Now onto the performances! This year has been filled with powerful, hilarious, and acclaimed performances. First up is Best Performance by an Actress in a Featured Role in a Musical. The nominees for this year are as follows, including the score for the entire production and the cast score (although, keep in mind that this score takes the entire cast into account).
- Elizabeth A. Davis, Once. Overall: 89, Cast: 97.
- Jayne Houdyshell, Follies. Overall: 84, Cast: 86.
- Judy Kaye, Nice Work If You Can Get It. Overall: 69, Cast: 73.
- Jessie Mueller, On A Clear Day You Can See Forever. Overall: 38, Cast: 56.
- Da’Vine Joy Randolph, Ghost: The Musical. Overall: 37, Cast: 50.
In Once, Elizabeth A. Davis plays Reza, which she originated in the Off-Broadway debut of this movie adaptation. A true quadruple threat, Davis acts, sings, dances, and plays the violin in her role in Once (sometimes simultaneously), while winning laughs as the saucy roommate of Girl. Ben Brantley deems her “a gentle knockout” in his review, while David Shewardcalls her “sharp and sultry,” earning this talented star a TONY nod.
Jayne Houdyshell stole the show in the latest revival of Follies with her adorable rendition of “Broadway Baby” as Hattie Walker, garnering her acclaim and a nomination. Proving that no role is too small, Houdyshell was scintillating and endearing in the Sondheim classic. Terry Teachout called her performance an “over-the-fence homer.” Brian Scott Lipton raves of her turn in the show: “Jayne Houdyshell is hilarious as Hattie Walker, earning laughs before literally stunning the crowd with an ultra-belty ‘Broadway Baby.’”
Judy Kaye of Nice Work If You Can Get It has been cited as definite standout in this Kathleen Marshall production. Portraying Estonia Dulworth, the founder of the Society of Dry Women, Kaye, along with fellow nominee McGrath, has stolen the show from theatrical heavyweights Kelli O’Hara and Matthew Broderick. David Rooney raves “Every one of these performers hits the spot, but the chief scene-stealers are McGrath and certified musical-theater treasure Kaye. Their duel between three-quarter and four-quarter time – pitting the elegance of the waltz, ‘By Strauss,’ against the syncopated jazz of ‘Sweet and Lowdown’– is an ingenious mashup.”

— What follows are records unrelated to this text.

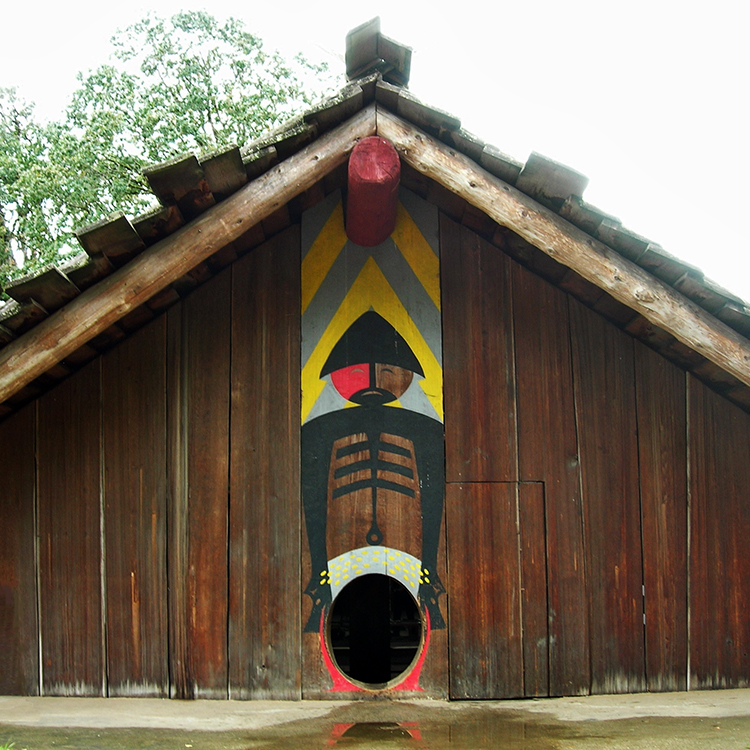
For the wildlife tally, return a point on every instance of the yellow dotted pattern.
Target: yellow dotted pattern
(385, 560)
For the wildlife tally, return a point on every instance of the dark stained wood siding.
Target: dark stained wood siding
(265, 630)
(70, 547)
(719, 534)
(534, 603)
(486, 656)
(603, 367)
(662, 434)
(589, 468)
(548, 452)
(19, 632)
(135, 496)
(479, 378)
(204, 415)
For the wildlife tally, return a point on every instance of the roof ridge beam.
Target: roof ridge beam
(593, 260)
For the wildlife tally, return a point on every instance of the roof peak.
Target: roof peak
(368, 51)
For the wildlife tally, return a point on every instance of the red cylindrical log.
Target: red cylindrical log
(374, 174)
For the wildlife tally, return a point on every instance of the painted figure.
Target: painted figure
(373, 475)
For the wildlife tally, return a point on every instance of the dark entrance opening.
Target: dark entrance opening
(375, 630)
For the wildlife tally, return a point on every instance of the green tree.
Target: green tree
(188, 83)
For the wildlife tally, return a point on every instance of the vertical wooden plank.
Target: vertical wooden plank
(70, 536)
(19, 631)
(207, 321)
(548, 452)
(719, 437)
(265, 627)
(486, 659)
(134, 440)
(534, 589)
(478, 358)
(199, 466)
(180, 680)
(662, 446)
(603, 366)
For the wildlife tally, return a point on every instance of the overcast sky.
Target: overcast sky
(648, 98)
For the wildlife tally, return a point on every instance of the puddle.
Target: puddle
(385, 725)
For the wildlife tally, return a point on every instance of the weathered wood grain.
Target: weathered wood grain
(662, 449)
(604, 376)
(548, 452)
(135, 496)
(166, 261)
(486, 657)
(181, 686)
(265, 630)
(71, 624)
(535, 608)
(593, 260)
(478, 371)
(19, 630)
(719, 460)
(206, 360)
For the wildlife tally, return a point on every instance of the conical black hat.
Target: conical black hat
(371, 338)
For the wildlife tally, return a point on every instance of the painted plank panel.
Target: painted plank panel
(70, 537)
(662, 446)
(535, 607)
(135, 494)
(264, 554)
(199, 467)
(719, 530)
(486, 658)
(480, 413)
(19, 631)
(603, 367)
(548, 452)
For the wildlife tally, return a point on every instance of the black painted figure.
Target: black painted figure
(373, 474)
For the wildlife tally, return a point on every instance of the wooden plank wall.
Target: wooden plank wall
(124, 472)
(548, 452)
(265, 629)
(70, 541)
(614, 441)
(604, 385)
(19, 630)
(151, 502)
(135, 492)
(719, 477)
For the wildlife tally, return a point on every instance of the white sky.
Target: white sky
(648, 99)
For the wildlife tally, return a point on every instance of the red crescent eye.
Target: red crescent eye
(348, 380)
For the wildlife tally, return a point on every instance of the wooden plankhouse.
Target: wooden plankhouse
(369, 407)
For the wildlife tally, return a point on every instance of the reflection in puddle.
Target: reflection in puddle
(374, 731)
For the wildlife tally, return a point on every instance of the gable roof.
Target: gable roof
(217, 207)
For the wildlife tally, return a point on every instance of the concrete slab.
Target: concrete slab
(688, 721)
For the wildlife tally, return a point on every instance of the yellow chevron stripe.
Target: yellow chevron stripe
(418, 253)
(371, 290)
(321, 256)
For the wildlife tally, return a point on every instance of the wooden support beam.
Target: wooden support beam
(593, 260)
(105, 303)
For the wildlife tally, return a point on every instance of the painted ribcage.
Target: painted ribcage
(373, 484)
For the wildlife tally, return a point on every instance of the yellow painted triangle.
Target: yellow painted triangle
(418, 253)
(322, 255)
(371, 291)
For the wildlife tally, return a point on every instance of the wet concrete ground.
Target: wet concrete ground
(718, 720)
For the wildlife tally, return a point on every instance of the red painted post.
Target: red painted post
(374, 174)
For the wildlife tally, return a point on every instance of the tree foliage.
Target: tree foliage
(188, 83)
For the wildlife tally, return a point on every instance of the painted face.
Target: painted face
(371, 383)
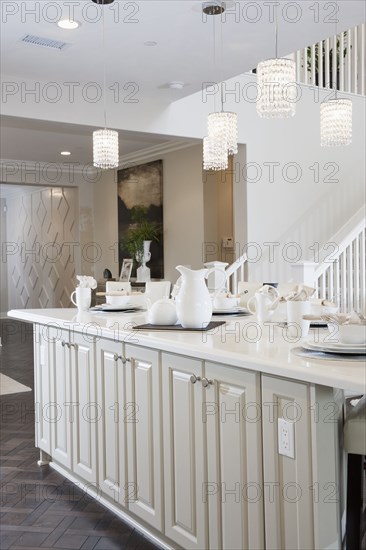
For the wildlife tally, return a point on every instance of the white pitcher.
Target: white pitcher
(263, 303)
(194, 302)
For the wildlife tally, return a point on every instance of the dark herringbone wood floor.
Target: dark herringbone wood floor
(40, 509)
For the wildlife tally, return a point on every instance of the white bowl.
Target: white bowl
(126, 300)
(352, 334)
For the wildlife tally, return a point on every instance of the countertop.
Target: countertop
(240, 342)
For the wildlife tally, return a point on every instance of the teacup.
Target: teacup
(222, 301)
(295, 312)
(82, 298)
(262, 309)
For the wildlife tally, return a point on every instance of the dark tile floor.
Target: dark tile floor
(40, 509)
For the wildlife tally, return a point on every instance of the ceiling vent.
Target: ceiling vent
(44, 42)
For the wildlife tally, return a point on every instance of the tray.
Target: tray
(179, 328)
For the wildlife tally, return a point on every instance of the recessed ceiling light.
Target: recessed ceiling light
(68, 24)
(176, 85)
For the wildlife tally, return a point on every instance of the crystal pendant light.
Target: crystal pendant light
(105, 142)
(105, 149)
(222, 139)
(276, 80)
(336, 122)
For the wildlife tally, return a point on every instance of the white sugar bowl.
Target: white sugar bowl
(163, 312)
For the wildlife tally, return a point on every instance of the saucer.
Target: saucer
(231, 311)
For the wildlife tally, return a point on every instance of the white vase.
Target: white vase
(143, 272)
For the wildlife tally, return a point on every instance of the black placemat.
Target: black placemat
(148, 326)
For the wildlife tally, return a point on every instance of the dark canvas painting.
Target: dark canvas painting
(142, 185)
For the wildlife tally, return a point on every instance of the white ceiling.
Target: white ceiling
(184, 52)
(43, 141)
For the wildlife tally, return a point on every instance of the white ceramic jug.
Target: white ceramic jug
(265, 302)
(194, 302)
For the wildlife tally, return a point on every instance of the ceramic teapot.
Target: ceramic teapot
(163, 312)
(193, 301)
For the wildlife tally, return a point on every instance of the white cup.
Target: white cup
(83, 298)
(296, 324)
(262, 309)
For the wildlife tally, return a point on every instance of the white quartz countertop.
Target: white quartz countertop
(238, 342)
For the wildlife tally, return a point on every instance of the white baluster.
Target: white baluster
(320, 64)
(349, 57)
(327, 64)
(313, 64)
(334, 63)
(341, 62)
(362, 60)
(354, 61)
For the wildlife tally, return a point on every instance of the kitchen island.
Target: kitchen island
(177, 432)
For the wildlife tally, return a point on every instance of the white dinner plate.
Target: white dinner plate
(230, 311)
(335, 347)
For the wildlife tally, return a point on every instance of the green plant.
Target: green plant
(141, 230)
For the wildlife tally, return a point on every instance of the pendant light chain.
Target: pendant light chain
(104, 71)
(222, 126)
(276, 78)
(105, 142)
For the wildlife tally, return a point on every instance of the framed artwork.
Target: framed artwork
(126, 270)
(142, 185)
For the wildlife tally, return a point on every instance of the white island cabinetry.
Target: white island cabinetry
(185, 447)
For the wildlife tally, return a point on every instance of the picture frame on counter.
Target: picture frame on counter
(126, 269)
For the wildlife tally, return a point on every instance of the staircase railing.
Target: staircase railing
(337, 62)
(235, 273)
(341, 277)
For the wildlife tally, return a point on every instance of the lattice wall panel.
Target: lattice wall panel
(41, 272)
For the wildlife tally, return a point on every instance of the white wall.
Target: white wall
(304, 211)
(40, 256)
(3, 265)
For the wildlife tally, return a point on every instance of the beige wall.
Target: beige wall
(183, 213)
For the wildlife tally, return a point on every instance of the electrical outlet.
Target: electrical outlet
(227, 242)
(286, 438)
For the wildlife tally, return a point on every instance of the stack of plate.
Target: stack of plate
(336, 347)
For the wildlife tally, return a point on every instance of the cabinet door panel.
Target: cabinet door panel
(61, 398)
(142, 416)
(85, 411)
(42, 396)
(111, 427)
(288, 496)
(184, 453)
(231, 409)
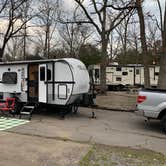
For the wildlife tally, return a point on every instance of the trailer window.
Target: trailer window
(137, 71)
(118, 68)
(156, 73)
(96, 73)
(9, 78)
(118, 79)
(124, 73)
(48, 74)
(42, 74)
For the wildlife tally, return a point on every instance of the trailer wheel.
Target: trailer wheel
(163, 123)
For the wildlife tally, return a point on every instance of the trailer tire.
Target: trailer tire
(163, 123)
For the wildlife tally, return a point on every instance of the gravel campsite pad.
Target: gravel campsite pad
(7, 123)
(100, 155)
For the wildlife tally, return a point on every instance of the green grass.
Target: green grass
(101, 155)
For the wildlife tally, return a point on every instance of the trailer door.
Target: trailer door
(43, 83)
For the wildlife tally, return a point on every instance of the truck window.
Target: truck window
(9, 78)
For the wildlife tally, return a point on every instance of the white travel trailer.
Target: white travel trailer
(118, 76)
(59, 82)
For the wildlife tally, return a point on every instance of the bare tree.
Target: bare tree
(162, 78)
(47, 21)
(74, 35)
(105, 15)
(143, 42)
(122, 31)
(11, 13)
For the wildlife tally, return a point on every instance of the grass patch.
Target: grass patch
(101, 155)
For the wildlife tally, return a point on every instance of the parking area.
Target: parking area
(109, 128)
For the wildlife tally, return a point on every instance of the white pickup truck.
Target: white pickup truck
(151, 103)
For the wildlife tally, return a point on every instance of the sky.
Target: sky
(149, 5)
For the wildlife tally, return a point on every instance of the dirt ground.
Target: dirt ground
(117, 100)
(24, 150)
(113, 138)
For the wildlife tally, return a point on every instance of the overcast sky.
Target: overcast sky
(149, 5)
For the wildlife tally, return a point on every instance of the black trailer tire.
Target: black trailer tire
(163, 123)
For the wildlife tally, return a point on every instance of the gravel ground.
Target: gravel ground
(117, 100)
(101, 155)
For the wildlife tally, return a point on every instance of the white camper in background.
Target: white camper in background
(59, 82)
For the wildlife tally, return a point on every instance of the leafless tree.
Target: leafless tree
(105, 15)
(47, 21)
(162, 26)
(11, 14)
(143, 42)
(73, 34)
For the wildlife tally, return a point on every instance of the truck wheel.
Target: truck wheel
(163, 123)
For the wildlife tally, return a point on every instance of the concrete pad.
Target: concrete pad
(110, 128)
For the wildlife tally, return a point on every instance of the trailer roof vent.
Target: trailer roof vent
(9, 78)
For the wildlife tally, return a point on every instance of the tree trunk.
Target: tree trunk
(2, 49)
(103, 66)
(162, 74)
(143, 43)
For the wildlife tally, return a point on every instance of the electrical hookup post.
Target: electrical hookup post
(89, 99)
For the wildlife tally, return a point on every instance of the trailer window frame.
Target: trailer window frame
(9, 78)
(60, 97)
(42, 73)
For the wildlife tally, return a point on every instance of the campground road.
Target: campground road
(110, 128)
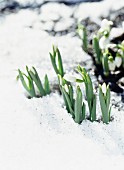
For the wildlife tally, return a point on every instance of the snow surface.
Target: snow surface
(38, 133)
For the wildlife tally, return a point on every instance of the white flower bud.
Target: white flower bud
(120, 52)
(80, 32)
(123, 25)
(122, 42)
(103, 42)
(104, 89)
(69, 78)
(66, 88)
(105, 24)
(111, 65)
(118, 61)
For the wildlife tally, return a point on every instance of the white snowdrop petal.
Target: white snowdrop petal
(69, 78)
(111, 65)
(104, 88)
(118, 61)
(66, 88)
(123, 25)
(103, 42)
(105, 24)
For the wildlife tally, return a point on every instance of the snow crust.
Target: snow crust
(38, 133)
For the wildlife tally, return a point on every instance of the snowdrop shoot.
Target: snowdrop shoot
(91, 97)
(75, 106)
(112, 65)
(56, 60)
(103, 42)
(106, 25)
(118, 61)
(97, 49)
(70, 78)
(104, 97)
(82, 32)
(33, 78)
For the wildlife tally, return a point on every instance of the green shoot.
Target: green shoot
(91, 97)
(104, 97)
(97, 49)
(56, 60)
(28, 87)
(33, 78)
(82, 32)
(75, 107)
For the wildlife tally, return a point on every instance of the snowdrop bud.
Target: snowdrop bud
(123, 25)
(122, 43)
(111, 65)
(103, 42)
(118, 61)
(105, 24)
(120, 52)
(69, 78)
(80, 32)
(66, 88)
(104, 89)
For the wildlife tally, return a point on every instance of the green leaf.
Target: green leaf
(78, 106)
(60, 65)
(104, 110)
(35, 77)
(83, 111)
(108, 97)
(94, 109)
(46, 85)
(71, 94)
(68, 101)
(54, 63)
(30, 87)
(105, 64)
(97, 49)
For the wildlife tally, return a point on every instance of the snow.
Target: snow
(38, 133)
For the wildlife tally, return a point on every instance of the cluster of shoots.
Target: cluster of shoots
(32, 80)
(107, 54)
(82, 32)
(76, 104)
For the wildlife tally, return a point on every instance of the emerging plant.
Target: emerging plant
(97, 49)
(108, 55)
(57, 61)
(75, 106)
(104, 97)
(33, 77)
(82, 32)
(91, 97)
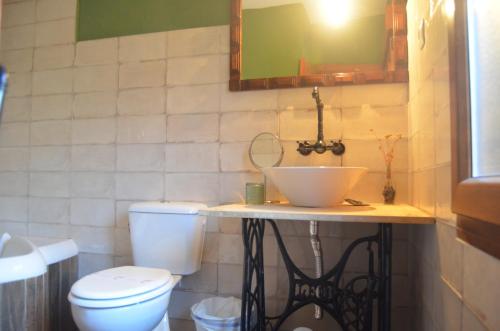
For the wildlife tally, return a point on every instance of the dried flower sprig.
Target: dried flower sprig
(386, 146)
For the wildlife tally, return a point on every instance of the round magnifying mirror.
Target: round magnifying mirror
(266, 150)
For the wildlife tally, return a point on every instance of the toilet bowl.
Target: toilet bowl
(125, 298)
(166, 238)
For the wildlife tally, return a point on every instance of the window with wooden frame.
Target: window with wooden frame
(475, 102)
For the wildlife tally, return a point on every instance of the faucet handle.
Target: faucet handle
(304, 147)
(338, 148)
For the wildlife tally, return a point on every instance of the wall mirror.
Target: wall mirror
(299, 43)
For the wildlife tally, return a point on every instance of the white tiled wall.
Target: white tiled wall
(455, 286)
(91, 127)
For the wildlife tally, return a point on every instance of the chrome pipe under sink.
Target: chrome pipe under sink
(318, 261)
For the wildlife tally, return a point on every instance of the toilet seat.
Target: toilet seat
(122, 286)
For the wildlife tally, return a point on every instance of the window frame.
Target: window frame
(476, 201)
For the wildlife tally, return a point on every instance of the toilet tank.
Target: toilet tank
(167, 235)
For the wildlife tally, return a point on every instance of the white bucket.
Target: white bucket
(217, 314)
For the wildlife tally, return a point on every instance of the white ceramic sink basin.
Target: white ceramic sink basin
(315, 186)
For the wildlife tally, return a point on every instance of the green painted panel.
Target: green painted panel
(111, 18)
(273, 41)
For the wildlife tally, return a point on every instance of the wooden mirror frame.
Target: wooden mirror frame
(476, 201)
(393, 70)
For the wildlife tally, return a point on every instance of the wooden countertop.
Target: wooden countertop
(375, 213)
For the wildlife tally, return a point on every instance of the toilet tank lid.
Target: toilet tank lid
(182, 208)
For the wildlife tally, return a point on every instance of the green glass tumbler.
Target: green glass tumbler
(255, 194)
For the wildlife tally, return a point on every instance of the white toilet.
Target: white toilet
(167, 242)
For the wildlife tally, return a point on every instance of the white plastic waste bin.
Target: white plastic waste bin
(217, 314)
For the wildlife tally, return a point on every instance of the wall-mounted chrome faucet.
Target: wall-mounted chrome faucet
(306, 148)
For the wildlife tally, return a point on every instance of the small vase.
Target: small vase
(389, 192)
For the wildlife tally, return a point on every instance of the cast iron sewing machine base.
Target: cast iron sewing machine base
(351, 304)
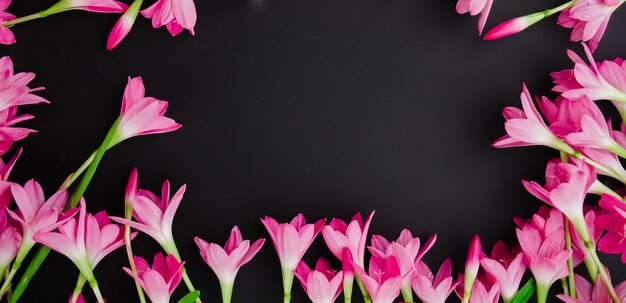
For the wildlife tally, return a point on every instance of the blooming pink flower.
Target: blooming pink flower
(123, 25)
(6, 36)
(525, 128)
(475, 7)
(155, 216)
(566, 188)
(586, 292)
(508, 276)
(176, 15)
(513, 26)
(291, 241)
(384, 281)
(10, 240)
(614, 222)
(349, 240)
(85, 241)
(588, 19)
(141, 115)
(406, 250)
(36, 214)
(322, 284)
(430, 288)
(225, 262)
(160, 281)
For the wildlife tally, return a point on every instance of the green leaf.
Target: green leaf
(190, 297)
(524, 294)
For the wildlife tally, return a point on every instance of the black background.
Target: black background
(325, 107)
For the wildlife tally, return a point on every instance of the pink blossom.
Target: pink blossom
(155, 216)
(406, 250)
(475, 7)
(525, 128)
(160, 280)
(588, 19)
(176, 15)
(225, 262)
(508, 276)
(10, 240)
(614, 222)
(141, 115)
(291, 241)
(36, 214)
(85, 241)
(322, 284)
(566, 188)
(430, 288)
(384, 281)
(586, 292)
(513, 26)
(6, 35)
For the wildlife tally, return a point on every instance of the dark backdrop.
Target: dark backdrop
(287, 106)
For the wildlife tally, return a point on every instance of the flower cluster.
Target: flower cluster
(175, 15)
(588, 19)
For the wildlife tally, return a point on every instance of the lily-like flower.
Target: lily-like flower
(322, 284)
(472, 265)
(566, 188)
(36, 214)
(123, 25)
(383, 281)
(348, 239)
(160, 280)
(291, 241)
(141, 115)
(475, 7)
(85, 241)
(588, 19)
(508, 276)
(433, 288)
(10, 240)
(406, 250)
(6, 35)
(225, 262)
(526, 128)
(155, 216)
(176, 15)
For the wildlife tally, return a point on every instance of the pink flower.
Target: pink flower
(430, 288)
(160, 281)
(225, 262)
(36, 214)
(384, 281)
(85, 241)
(141, 115)
(123, 25)
(10, 240)
(566, 188)
(155, 215)
(475, 7)
(508, 276)
(406, 250)
(176, 15)
(349, 240)
(588, 19)
(614, 222)
(291, 241)
(525, 128)
(322, 284)
(586, 292)
(6, 36)
(513, 26)
(480, 294)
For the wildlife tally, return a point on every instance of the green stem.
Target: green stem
(91, 170)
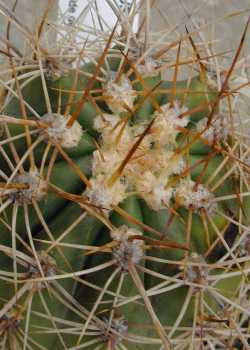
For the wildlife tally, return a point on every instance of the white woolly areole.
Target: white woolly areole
(59, 132)
(165, 128)
(194, 196)
(218, 131)
(104, 161)
(128, 249)
(114, 133)
(196, 270)
(104, 196)
(153, 190)
(48, 265)
(159, 161)
(119, 94)
(37, 188)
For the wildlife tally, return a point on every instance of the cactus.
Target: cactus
(124, 213)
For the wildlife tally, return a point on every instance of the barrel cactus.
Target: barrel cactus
(124, 213)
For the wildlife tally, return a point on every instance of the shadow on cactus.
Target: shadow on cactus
(124, 206)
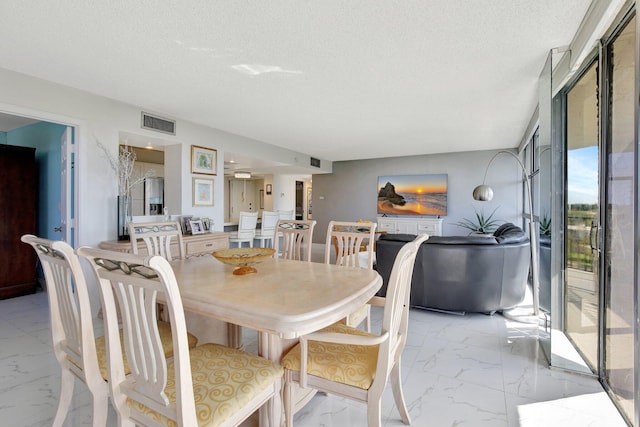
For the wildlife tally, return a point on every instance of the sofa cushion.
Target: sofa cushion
(398, 237)
(461, 240)
(510, 233)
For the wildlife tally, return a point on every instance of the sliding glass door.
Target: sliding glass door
(619, 221)
(599, 299)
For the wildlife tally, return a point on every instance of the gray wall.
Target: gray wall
(351, 193)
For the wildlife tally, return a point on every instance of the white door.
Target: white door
(67, 155)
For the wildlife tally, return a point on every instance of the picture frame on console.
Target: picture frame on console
(197, 227)
(202, 192)
(413, 195)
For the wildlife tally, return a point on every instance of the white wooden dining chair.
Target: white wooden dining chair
(285, 214)
(352, 363)
(209, 385)
(353, 244)
(158, 237)
(296, 236)
(267, 230)
(79, 353)
(247, 222)
(74, 343)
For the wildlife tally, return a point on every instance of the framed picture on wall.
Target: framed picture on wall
(202, 192)
(197, 227)
(203, 160)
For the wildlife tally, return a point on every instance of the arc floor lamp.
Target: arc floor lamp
(485, 193)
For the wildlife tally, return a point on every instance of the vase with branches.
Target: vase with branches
(122, 166)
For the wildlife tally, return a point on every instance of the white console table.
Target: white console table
(395, 225)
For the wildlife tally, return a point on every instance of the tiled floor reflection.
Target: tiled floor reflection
(472, 370)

Jessie Mueller, who portrayed Melinda Wells in her Broadway debut, has been seen as perhaps the only bright spot in the failed revival of On A Clear Day You Can See Forever. Though reviews were negative (receiving the lowest Broadway score in Curtain Critic’s history, until Ghost came along), Mueller was consistently praised for her ability to make something out of a poorly written and undefined character. Ben Brantley claims that she has a “fetching affinity for swing-era song stylings” and states that her “Ev’ry Night at Seven” is a the show’s high-point.
A shining star in another panned musical, Da’Vine Joy Randolph plays Oda Mae Brown in Ghost: The Musical, portraying the character made famous by Whoopi Goldberg. Although the musical received terrible scores, Randolph’s role was praised by the critics, with particular emphasis on her comedic performance. Jonathan Mandell, one of the few advocates of this production, claims: “There is even some real humor, thanks to newcomer Da’Vine Joy Randolph as the helpful psychic. Randolph also supplies ‘Ghost’ with its irrefutable show-stopping numbers, ‘Talkin About A Miracle’ and ‘I’m Outta Here.’”
While it certainly is a tough race, Kaye’s ability to steal the show from such acclaimed performers makes her the frontrunner, with Jayne Houdyshell being another possible pick for the TONY.
Our Prediction: Judy Kaye, Nice Work If You Can Get It.